If you should ask me to express my feelings in a single word, it would be joy. The ultimate goal of leadership must never be its own survival, but to become obsolete. I am glad this time has come.
If you should ask me how I’d like to be remembered, I’d be torn between the many silly names you’ve given me to highlight my obsession with getting every detail right. John called me Master and Commander. Justine called me Festival Dictator. To Kwame I was The Architect.
The “Nie” in that diary entry many years ago is almost certainly a reference to Oscar Niemeyer, who designed many of the most important buildings in Brazil. I must have planned to use a quote from him in my first-ever opening remarks.

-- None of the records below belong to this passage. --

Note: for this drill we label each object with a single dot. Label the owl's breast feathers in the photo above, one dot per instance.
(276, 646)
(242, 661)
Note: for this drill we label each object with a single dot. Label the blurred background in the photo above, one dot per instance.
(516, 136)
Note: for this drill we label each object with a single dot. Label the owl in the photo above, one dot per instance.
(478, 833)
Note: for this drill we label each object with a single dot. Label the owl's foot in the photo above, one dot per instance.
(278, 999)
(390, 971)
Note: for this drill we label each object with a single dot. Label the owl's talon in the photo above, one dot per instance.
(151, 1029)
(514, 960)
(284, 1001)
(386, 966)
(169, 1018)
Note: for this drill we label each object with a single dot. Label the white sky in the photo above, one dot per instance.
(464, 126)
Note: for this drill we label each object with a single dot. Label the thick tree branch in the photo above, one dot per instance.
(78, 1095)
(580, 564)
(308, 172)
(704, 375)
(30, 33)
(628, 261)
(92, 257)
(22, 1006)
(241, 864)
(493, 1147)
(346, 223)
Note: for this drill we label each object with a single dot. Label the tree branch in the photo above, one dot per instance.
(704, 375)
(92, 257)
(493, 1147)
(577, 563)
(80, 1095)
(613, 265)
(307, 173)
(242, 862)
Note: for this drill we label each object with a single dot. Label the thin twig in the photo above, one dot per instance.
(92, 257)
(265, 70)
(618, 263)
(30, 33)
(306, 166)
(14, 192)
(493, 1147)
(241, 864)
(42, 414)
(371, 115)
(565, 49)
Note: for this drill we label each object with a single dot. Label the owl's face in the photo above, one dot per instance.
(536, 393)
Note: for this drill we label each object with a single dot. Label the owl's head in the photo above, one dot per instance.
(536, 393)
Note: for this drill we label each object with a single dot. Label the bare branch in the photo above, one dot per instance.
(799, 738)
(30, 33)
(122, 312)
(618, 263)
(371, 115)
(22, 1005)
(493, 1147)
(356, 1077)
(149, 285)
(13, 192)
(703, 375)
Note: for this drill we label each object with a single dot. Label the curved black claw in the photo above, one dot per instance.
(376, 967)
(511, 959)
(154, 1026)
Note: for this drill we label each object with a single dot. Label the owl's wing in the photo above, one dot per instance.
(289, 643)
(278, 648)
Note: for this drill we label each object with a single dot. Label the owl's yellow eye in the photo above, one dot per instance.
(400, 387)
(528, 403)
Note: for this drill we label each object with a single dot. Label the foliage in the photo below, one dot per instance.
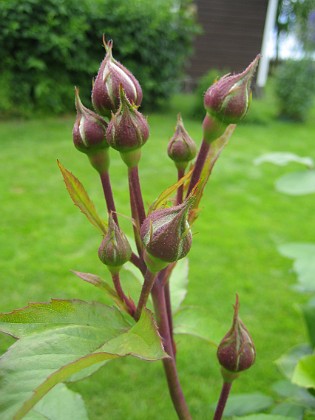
(294, 88)
(48, 47)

I am not sure which quote I would have chosen, but now in this time, this quotation just feels right: “… from my perspective, the ultimate task of the architect is to dream. Otherwise nothing happens.”
This is not goodbye from me, dear friends. In truth, it is hello. With the passing of two years I can now greet you with the open gaze of an enchanted stranger. In time we’ll get to know each other once again.
I leave you now with something that the world needs more than even love, and that is gratitude. Thanks for 4,380 days of selfless giving.